Hurricane Michael has left a trail of destruction and has killed two people.
A CNN report states that Mexico Beach, Florida, is not just destroyed but for the most part, it's not there anymore.
It says that from a helicopter, one can see that many of the homes and hotels that populated this beachside town of about 1,200 are gone.
A few houses and other structures remain standing, but they're the exceptions.
Hurricane Michael's wind and storm surge ripped up buildings like posies and carried them inland.
Where homes once stood, offering premium views of the Gulf of Mexico, a few boards lay scattered across foundations.
While many cities along the Florida Panhandle enjoy the protection of various channel, barrier and tied islands, which can help stifle the impact of storm surge on the mainland, Mexico Beach sits between Crooked Island and the St. Joseph Peninsula, directly on the water.
"As you go east of Panama City, that's where that wall of water on the eastern side of the eye wall is," Sen. Bill Nelson said.
"You are going to see a lot of destruction when the rescue crews get into Mexico Beach. ... That's where you're going to see the extreme, extreme devastation."
Patricia Mulligan said she survived Hurricane Andrew in 1992, only to encounter the wrath of another storm Wednesday.
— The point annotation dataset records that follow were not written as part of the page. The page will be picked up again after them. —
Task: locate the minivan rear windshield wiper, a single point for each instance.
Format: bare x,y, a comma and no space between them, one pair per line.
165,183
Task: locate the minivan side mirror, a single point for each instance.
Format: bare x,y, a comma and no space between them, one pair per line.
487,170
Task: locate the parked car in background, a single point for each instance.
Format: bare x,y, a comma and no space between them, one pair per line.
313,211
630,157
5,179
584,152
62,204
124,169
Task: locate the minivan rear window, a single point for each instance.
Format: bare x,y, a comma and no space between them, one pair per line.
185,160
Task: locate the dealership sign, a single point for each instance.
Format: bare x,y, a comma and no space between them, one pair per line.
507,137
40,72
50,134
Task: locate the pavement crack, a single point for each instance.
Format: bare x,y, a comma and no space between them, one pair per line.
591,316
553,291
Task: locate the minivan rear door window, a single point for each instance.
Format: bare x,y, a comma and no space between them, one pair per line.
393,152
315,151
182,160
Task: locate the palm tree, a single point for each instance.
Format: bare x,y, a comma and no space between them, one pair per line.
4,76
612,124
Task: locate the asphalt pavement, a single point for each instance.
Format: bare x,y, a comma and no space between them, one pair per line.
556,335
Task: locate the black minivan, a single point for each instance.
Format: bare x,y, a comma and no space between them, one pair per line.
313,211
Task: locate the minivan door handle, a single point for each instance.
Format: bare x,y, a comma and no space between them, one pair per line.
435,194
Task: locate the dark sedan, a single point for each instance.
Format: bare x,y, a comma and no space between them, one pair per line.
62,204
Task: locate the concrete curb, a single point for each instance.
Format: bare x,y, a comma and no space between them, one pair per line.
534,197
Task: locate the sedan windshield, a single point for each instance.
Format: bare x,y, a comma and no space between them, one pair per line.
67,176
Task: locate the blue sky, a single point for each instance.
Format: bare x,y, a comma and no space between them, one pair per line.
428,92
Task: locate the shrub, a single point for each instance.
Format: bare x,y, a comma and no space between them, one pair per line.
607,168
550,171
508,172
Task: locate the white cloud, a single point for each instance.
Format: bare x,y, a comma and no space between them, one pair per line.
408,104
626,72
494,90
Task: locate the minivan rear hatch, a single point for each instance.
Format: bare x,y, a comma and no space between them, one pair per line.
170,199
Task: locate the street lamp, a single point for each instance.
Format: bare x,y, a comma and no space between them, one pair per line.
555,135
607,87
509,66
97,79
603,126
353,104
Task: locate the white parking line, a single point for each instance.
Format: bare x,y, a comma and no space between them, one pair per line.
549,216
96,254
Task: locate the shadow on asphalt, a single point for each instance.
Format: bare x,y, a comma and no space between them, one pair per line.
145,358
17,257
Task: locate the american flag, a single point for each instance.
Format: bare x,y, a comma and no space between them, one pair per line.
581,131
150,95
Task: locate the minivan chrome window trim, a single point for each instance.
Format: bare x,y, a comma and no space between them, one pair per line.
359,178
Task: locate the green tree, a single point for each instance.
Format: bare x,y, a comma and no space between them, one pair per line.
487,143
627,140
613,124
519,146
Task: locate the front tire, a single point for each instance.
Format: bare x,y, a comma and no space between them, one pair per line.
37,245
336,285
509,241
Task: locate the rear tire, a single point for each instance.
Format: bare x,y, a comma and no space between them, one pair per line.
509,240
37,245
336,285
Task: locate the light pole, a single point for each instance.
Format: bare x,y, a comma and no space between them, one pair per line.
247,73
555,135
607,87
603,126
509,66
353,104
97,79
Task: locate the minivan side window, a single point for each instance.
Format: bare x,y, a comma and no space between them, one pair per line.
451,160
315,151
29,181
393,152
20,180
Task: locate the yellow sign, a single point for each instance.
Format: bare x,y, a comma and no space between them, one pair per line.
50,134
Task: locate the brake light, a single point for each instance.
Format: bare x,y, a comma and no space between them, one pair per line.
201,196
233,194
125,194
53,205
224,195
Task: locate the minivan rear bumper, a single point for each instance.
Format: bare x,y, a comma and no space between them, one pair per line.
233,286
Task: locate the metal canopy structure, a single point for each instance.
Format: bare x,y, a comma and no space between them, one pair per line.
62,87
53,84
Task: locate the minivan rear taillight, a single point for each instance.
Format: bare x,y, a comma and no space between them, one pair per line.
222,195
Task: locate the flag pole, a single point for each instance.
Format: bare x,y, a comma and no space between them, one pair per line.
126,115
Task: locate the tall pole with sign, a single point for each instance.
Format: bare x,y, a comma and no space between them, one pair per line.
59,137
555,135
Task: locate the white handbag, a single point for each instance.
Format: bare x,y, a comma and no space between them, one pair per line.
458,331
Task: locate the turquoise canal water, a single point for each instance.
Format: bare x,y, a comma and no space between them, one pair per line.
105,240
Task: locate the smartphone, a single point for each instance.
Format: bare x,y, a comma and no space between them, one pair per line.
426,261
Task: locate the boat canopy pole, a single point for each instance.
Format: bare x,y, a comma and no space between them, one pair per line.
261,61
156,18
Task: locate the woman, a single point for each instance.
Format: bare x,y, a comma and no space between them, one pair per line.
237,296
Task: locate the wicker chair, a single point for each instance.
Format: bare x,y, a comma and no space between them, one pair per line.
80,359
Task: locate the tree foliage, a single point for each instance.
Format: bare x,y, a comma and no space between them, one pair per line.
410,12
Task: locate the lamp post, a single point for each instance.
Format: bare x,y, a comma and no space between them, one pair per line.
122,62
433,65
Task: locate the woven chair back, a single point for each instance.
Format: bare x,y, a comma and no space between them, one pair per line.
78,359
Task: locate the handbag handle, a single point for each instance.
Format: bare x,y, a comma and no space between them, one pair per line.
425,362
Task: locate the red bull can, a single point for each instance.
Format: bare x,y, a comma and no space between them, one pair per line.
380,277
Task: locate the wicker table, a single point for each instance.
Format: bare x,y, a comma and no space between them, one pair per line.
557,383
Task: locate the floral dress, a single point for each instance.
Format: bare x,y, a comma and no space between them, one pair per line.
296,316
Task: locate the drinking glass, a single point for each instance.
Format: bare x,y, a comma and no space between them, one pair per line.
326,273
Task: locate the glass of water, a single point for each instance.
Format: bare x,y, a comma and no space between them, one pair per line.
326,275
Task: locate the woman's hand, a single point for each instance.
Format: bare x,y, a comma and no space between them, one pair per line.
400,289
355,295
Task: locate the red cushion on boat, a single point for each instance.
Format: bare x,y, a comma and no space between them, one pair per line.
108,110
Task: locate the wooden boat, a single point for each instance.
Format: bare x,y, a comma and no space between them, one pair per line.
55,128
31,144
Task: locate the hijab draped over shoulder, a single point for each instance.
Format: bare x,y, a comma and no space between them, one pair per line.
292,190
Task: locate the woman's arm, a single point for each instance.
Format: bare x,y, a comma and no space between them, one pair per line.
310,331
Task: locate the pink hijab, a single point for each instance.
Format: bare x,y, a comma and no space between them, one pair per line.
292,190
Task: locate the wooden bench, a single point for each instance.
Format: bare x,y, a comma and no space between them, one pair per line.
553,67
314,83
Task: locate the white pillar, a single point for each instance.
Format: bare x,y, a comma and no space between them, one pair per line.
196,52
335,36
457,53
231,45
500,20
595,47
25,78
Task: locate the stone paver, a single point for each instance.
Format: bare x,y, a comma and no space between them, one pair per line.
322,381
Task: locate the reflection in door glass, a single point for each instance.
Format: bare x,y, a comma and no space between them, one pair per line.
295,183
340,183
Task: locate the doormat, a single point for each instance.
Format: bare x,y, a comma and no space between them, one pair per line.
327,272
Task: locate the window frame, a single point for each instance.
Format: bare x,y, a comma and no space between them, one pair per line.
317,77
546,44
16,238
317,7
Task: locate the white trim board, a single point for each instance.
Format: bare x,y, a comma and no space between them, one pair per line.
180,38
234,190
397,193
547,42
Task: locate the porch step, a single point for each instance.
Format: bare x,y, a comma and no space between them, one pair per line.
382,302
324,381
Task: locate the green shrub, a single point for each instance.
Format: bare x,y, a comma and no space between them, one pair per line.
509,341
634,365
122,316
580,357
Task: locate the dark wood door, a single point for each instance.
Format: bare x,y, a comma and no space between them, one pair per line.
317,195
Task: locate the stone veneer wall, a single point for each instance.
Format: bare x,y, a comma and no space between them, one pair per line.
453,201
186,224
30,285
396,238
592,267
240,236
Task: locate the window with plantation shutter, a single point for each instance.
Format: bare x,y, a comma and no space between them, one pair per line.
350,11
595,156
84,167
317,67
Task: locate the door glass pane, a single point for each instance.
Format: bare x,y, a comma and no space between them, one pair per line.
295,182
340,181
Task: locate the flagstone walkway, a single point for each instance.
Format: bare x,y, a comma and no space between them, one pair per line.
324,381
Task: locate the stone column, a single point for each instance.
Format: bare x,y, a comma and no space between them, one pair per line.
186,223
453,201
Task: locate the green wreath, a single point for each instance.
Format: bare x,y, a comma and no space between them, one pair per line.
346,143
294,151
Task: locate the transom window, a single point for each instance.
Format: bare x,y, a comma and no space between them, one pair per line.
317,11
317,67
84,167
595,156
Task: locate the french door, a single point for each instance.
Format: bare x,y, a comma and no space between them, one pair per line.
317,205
Mulligan and her family rode out Hurricane Michael in their Mexico Beach condo. She said she moved to the popular seaside destination, about 20 miles east of Panama City Beach, less than three months ago.
As the Category 4 storm's center crossed nearby, Mulligan said, her concrete complex shook and vibrated against sustained winds of around 155 mph. Water seeped into her fourth-floor apartment.
Federal Emergency and Management Agency (FEMA) officials said in a press conference on Thursday morning that hundreds of medical personnel have been activated across the affected regions to provide search and rescue and other life-saving measures.
Approximately 7,800 people cross Florida, Georgia and Alabama were in shelters on Wednesday night.
Several medical facilities sustained damage near the landfall area, FEMA said.
It could be "multiple weeks" in some areas to get power fully restored.